Slime mold

I never realized or thought about how many slime molds(myxomycetes) are around us. Of course, it is hard not to miss the tapioca slime mold like I have shown y’all before. And you have probably seen the dog vomit/scramble eggs slime mold, but after watching a presentation at BRIT brown bag lecture by Ashley Bordelon and Harold Keller, I got to know slime mold better. And it is so interesting! Here is a link to the BRIT project: Fungi, Myxomycetes, and Trees Program. I have recently been finding them at home and the grasslands with all the wet weather. Ashley and Harold (both with BRIT) were kind enough to confirm an ID plus suggest a possible ID on another.

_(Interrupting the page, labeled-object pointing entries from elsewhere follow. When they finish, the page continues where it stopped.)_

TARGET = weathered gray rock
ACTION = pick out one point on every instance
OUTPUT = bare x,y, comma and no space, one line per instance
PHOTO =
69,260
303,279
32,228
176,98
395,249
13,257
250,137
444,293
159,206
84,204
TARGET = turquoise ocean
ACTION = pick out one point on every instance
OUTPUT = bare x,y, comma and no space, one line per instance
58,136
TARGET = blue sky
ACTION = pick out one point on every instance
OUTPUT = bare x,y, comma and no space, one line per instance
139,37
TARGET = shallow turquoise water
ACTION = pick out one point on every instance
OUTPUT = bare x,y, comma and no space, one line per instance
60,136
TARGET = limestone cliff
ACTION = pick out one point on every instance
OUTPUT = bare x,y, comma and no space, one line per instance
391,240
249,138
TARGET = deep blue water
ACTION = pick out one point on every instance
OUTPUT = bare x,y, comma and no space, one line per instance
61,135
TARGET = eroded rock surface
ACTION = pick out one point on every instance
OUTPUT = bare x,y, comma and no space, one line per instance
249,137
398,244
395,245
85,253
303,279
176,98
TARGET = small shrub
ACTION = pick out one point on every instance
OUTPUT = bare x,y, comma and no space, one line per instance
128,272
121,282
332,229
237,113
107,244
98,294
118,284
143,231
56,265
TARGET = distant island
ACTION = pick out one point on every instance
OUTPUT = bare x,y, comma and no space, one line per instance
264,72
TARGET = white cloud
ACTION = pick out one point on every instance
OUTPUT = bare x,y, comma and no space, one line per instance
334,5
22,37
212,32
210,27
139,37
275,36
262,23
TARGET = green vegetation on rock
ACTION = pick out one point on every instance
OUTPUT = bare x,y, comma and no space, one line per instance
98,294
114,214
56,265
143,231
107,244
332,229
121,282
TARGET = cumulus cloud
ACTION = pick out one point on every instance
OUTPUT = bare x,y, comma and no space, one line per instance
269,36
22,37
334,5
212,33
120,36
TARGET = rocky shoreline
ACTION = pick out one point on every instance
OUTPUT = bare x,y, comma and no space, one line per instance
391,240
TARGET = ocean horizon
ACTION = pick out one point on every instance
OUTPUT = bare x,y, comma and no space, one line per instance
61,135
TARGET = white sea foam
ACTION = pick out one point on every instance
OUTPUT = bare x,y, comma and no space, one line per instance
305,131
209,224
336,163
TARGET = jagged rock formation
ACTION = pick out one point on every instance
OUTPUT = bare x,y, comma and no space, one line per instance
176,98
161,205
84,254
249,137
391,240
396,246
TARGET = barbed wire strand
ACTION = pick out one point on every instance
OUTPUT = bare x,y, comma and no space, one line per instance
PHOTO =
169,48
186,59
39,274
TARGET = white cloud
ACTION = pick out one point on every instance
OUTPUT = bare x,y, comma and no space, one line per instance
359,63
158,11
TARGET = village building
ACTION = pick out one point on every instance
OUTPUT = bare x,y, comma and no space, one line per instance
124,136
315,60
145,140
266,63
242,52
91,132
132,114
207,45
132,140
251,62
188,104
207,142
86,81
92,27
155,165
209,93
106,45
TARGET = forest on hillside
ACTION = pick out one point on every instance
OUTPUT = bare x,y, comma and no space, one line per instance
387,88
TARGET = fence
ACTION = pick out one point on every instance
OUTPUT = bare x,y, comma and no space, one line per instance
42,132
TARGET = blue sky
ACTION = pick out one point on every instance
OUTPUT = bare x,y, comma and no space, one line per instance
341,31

This one has a cool common name…Carnival Candy Slime Mold (Arcyria denudata)! It is less than 4mm tall. Jim had a suggestion for a name too, the corny dog slime mold 🙂

Do you remember me showing you this tiny one a few weeks ago? I thought it was a mushroom but it turns out it is a slime mold as well. Harold suggested it might be either Didymium or possibly Physarum. Thanks Harold!

These I found on a grapevine bark. These are the sporangia, the fruiting bodies. Sorta look like a tiny mushroom. Both mushrooms and slime mold have spores. Slime mold does not have hyphae like mushrooms and lichens. This website has a good chart that shows the difference between mushrooms and slime mold : Difference Between Slime Molds and Fungi. Still hard to tell the different many times.

Slime mold on a Post Oak leaf.

Close up.

This one has white sporangia. The white corny dog slime mold would be the name I would call it… LOL.

Little gray slime mold!

Close up.

Looks like a slime mold to me. I was lazy and did not look under the scope to confirm if it had hyphae or not.

Maybe slime mold in the early stages of producing the sporangia.

And I apparently brought home a weevil with the slime mold. And I showed you the nematode that was in with the slime mold in a previous post. So much to find!

Article: Ask the Naturalist: What Are These Mysterious Tiny “Eggs”? Has a great movie.

Article: Scientists Discover a New Plant Organ

So much to see and learn about in the micro world. So get your loupes or hand lens and see what is right in your own backyard!

Keep looking!

3 Comments

  1. Sooooo many kinds. I gotta keep an eye out. Now I wonder about the fruiting bodies we saw on a sweetgum tree a few weeks ago. Maybe we’ll see it again.